И одновременно по всей Донской области заполыхали казачьи восстания. Причинами стали бездумное изъятие казачьих земель в пользу иногородних и совершенно зашкаливающие репрессии, жертвами которых становились не только бывшие «буржуи» и офицеры, но и казаки, искренне и справедливо считавшие себя трудящимся населением. Многие, наверное, вспоминали слова Чернецова о том, что он, по крайней мере, знает, за что погибнет.

Большевики пытались найти опору в сравнительно небогатых верхнедонских станицах. 1 мая 1918 года Подтёлков возглавил специальную комиссию, которая выехала из Ростова-на-Дону в Усть-Медведецкий и Хопёрский округа с большой суммой денег, предназначенной для агитации и вербовки в Красную армию.

Уже в дороге Фёдор Григорьевич понял, что, по сути, его со всех сторон обложили разрозненные, но многочисленные силы повстанцев. Численность отряда сократилась со 120 до 75 человек, а 10 мая «подтёлковцы» сдались белым в районе хутора Пономарёва.

Теоретически они могли бы сражаться до последнего, но, вероятно, рассчитывали на пощаду; на то, что с вражеской стороны у многих из них были родичи, сослуживцы. Среди тех, кто пленил Подтёлкова, оказался и тот самый хорунжий Спиридонов, который когда-то обошёл его в чине и уже ставший подъесаулом. Перед сдачей они даже встретились один на один, на кургане в степи, и о чём-то поговорили. На вопрос «о чём?» Спиридонов потом отвечал лаконично: «О прошлом».

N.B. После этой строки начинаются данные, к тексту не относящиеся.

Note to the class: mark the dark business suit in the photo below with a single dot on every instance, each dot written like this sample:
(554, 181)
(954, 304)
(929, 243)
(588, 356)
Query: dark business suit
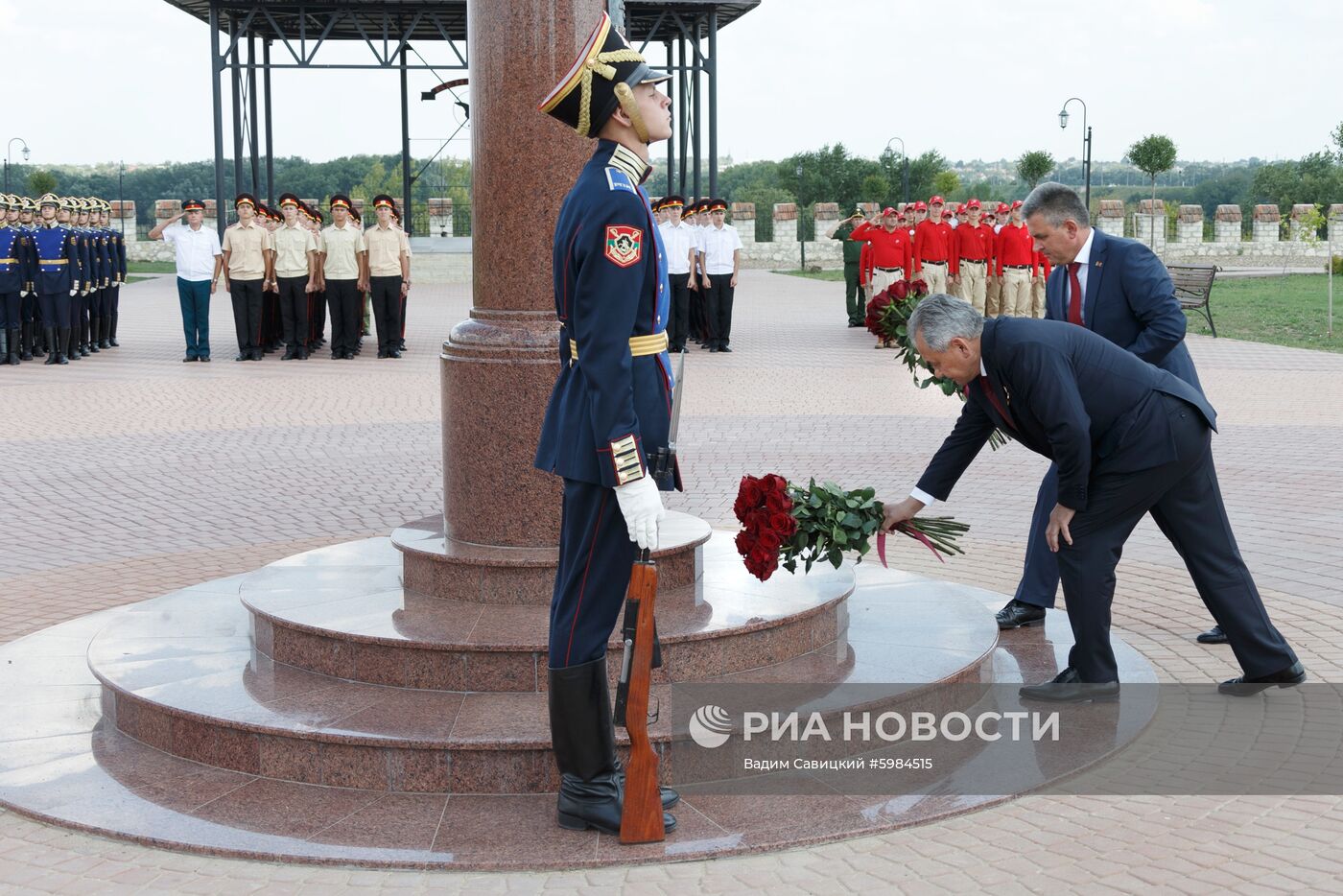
(1128, 438)
(1131, 301)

Но общее прошлое уже не сближало. Сказано и сделано к тому времени было слишком много. Военно-полевой суд сразу же припомнил Фёдору Григорьевичу расправу над Чернецовым, приговорив его и Кривошлыкова к повешению. Остальных пленников расстреляли.

Из романа «Тихий Дон»:

«Один из офицеров ловким ударом выбил из-под ног Подтёлкова табурет. Всё большое грузное тело Подтёлкова, взвихнувшись, рванулось вниз, и ноги достали земли. Петля, захлестнувшая горло, душила, заставляла тянуться вверх. Он приподнялся на цыпочки – упираясь в сырую притолоченную землю большими пальцами босых ног, хлебнул воздуха и, обводя вылезшими из орбит глазами притихшую толпу, негромко сказал:

– Ишо не научились вешать. Кабы мне пришлось, уж ты бы, Спиридонов, не достал земли…

Изо рта его обильно пошла слюна. Офицеры в масках и ближние казаки затомашились, с трудом подняли на табурет обессилевшее тяжёлое тело…

Вновь грузно рванулось вниз тело, лопнул на плече шов кожаной куртки, и опять кончики пальцев достали земли. Толпа казаков глухо охнула. Некоторые, крестясь, стали расходиться. Столь велика была наступившая растерянность, что с минуту все стояли как заворожённые, не без страха глядя на чугуневшее лицо Подтёлкова.

Но он был безмолвен, горло засмыкнула петля. Он только поводил глазами, из которых ручьями падали слёзы, да кривя рот, пытаясь облегчить страдания, весь мучительно и страшно тянулся вверх.

Кто-то догадался: лопатой начал подрывать землю. Спеша, рвал из-под ног Подтёлкова комочки земли, и с каждым взмахом всё прямее обвисало тело, всё больше удлинялась шея и запрокидывалась на спину чуть курчавая голова.

Верёвка едва выдерживала шестипудовую тяжесть; потрескивая у перекладины, она тихо качалась, и, повинуясь её ритмичному ходу, раскачивался Подтёлков, поворачиваясь во все стороны, словно показывая убийцам своё багрово-чёрное лицо и грудь, залитую горячими потоками слюны и слёз».


Моисей Соломонович Урицкий (1873–1918) родился в богатой купеческой семье, но рано остался без отца и воспитывался матерью в строго религиозном духе, изучая Талмуд. Под влиянием старшей сестры увлёкся русской литературой и, сдав экзамены, смог учиться в гимназии. Гимназистом участвовал в революционном кружке и отряде самообороны против еврейских погромов.